Problems powering Arduino Nano trough VIN pin using 9V DC adapter

Hi to all.
I am having problems powering an Arduino Nano using a 9V wall adapter using the VIN pin. The arduino has the following components:

  • 2 LEDs
  • 3 pin buzzer module
  • relay module
  • push button switch

I have programmed a series of actions upon pushing the button: power the LEDs, activate the relay and play a buzzer sound. Everything works correctly while it is powered using the standard USB cable, however it works erratically and no sound is emitted when the Arduino is powered using the VIN pin. I have verified the output voltage is correct using a multimeter. The adapter output is rated to 1 amp.

I am attaching a photo of the Arduino and its components. I would greatly appreciate any feedback regarding this issue.

Try using a different breadboard. I suspect you have connections problems.

Paul

Paul_KD7HB:
Try using a different breadboard. I suspect you have connections problems.

Paul

Thanks for the feedback. After the photo was taken i soldered the component wires directly to the arduino board and the issue persists. I have checked the continuity of the wires and they appear to work fine. One thing i noticed is that if the buzzer is disconnected the system works fine. Perhaps that buzzer is draining more voltage than the regulator is able to provide?

The adapter output is rated to 1 amp.

Yeah but not the on-board 5V regulator. The higher the voltage at Vin, the less current you have available.
I'm quite sure a 7.5V adapter would work fine. (note that the 9V adapter could output 11-12V unless fully loaded)
Alternatively, you could power the relay separately.

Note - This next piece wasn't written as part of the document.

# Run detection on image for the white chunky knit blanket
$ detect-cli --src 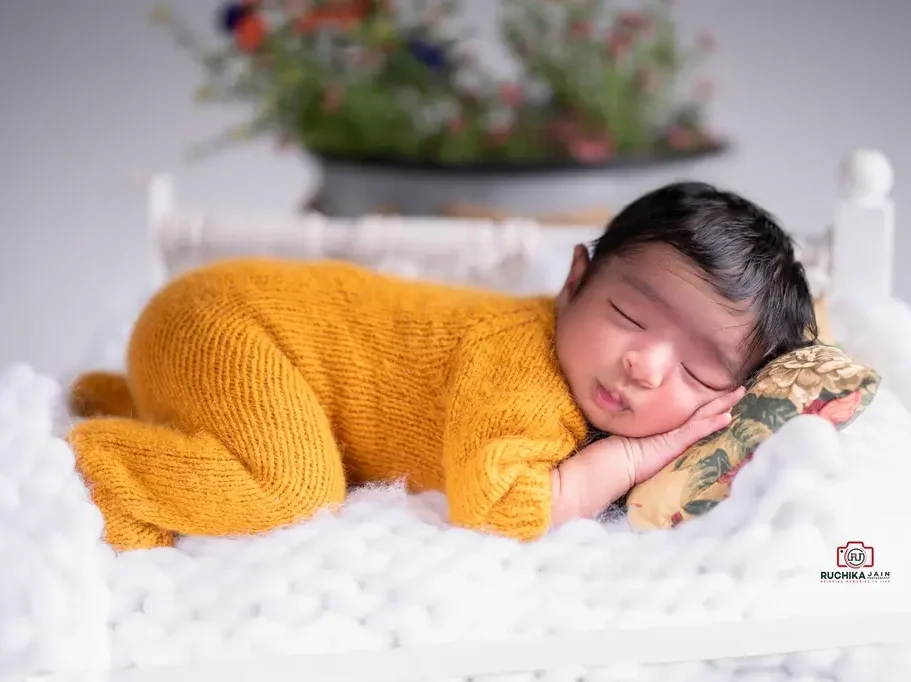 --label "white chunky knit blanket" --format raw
[0,294,911,682]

Note: Its the relay draining most of the power ... the buzzer failing to work is just a symptom.
As a test, try disconnecting the relay or turning it off in your code (have your earmuffs handy).

dlloyd:
Yeah but not the on-board 5V regulator. The higher the voltage at Vin, the less current you have available.
I'm quite sure a 7.5V adapter would work fine. (note that the 9V adapter could output 11-12V unless fully loaded)
Alternatively, you could power the relay separately.

Note: Its the relay draining most of the power ... the buzzer failing to work is just a symptom.
(as a test, try disconnecting the relay or turning it off in your code).

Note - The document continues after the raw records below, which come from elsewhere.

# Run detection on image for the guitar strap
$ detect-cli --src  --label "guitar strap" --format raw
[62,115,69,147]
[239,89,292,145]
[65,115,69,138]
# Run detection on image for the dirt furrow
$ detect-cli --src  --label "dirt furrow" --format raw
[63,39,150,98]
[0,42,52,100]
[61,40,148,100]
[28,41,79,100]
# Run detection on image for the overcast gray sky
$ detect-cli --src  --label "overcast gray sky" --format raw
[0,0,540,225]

Thank you for the feedback, it makes sense. Will try another power supply as a test and also disconnecting the relay and see what happens.

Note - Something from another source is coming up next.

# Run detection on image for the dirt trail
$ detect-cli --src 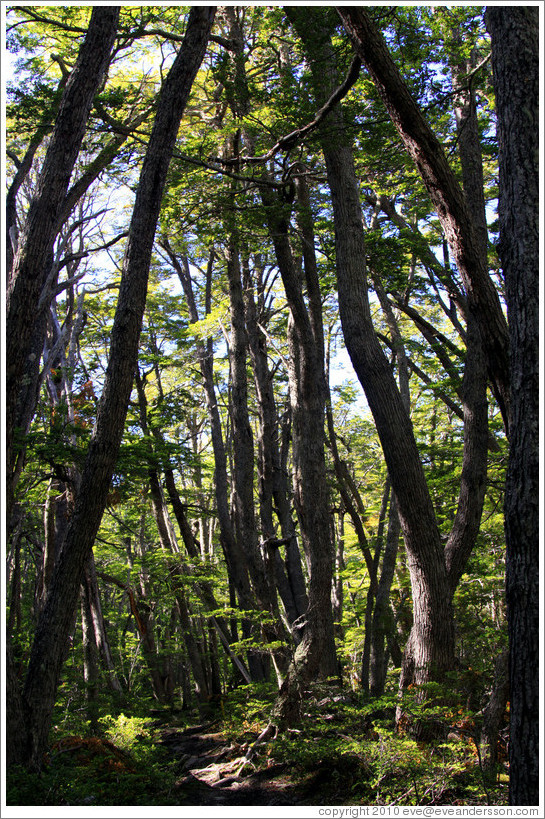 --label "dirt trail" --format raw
[161,725,304,806]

A 5V PSU would be better...

A 5V PSU would be better...

Agreed ... and a sure thing! +1

PerryBebbington:
A 5V PSU would be better...

In that case it would be safe to wire the 5V leads of a 5V adapter to the 5V PIN on the arduino? I will try taking apart a cheap phone charger and wiring its output directly to the Arduino board. I am looking for a smaller foorprint than using a USB cable/connectors.

In that case it would be safe to wire the 5V leads of a 5V adapter to the 5V PIN on the Arduino?

Perfectly safe, that's what it's for (well, one reason anyway).

I suggest you start collecting old power supplies from discarded electronics, that way you will always have a power supply for anything you make.

PerryBebbington:
Perfectly safe, that's what it's for (well, one reason anyway).

I suggest you start collecting old power supplies from discarded electronics, that way you will always have a power supply for anything you make.

Thanks alot for your feedback PerryBebbington! :slight_smile:

esquirish:
In that case it would be safe to wire the 5V leads of a 5V adapter to the 5V PIN on the arduino? I will try taking apart a cheap phone charger and wiring its output directly to the Arduino board. I am looking for a smaller foorprint than using a USB cable/connectors.

Just cut the connector off the far end of the charger wire. Strip a bit of insulation off each of the two wires. I hope you know how to solder! The wires should by color coded or marked to show the + and the - wires. Check with your multimeter.
Paul

Paul_KD7HB:
Just cut the connector off the far end of the charger wire. Strip a bit of insulation off each of the two wires. I hope you know how to solder! The wires should by color coded or marked to show the + and the - wires. Check with your multimeter.
Paul

Will do that, thatnks for your input. Will report my findings when new adapter is tested.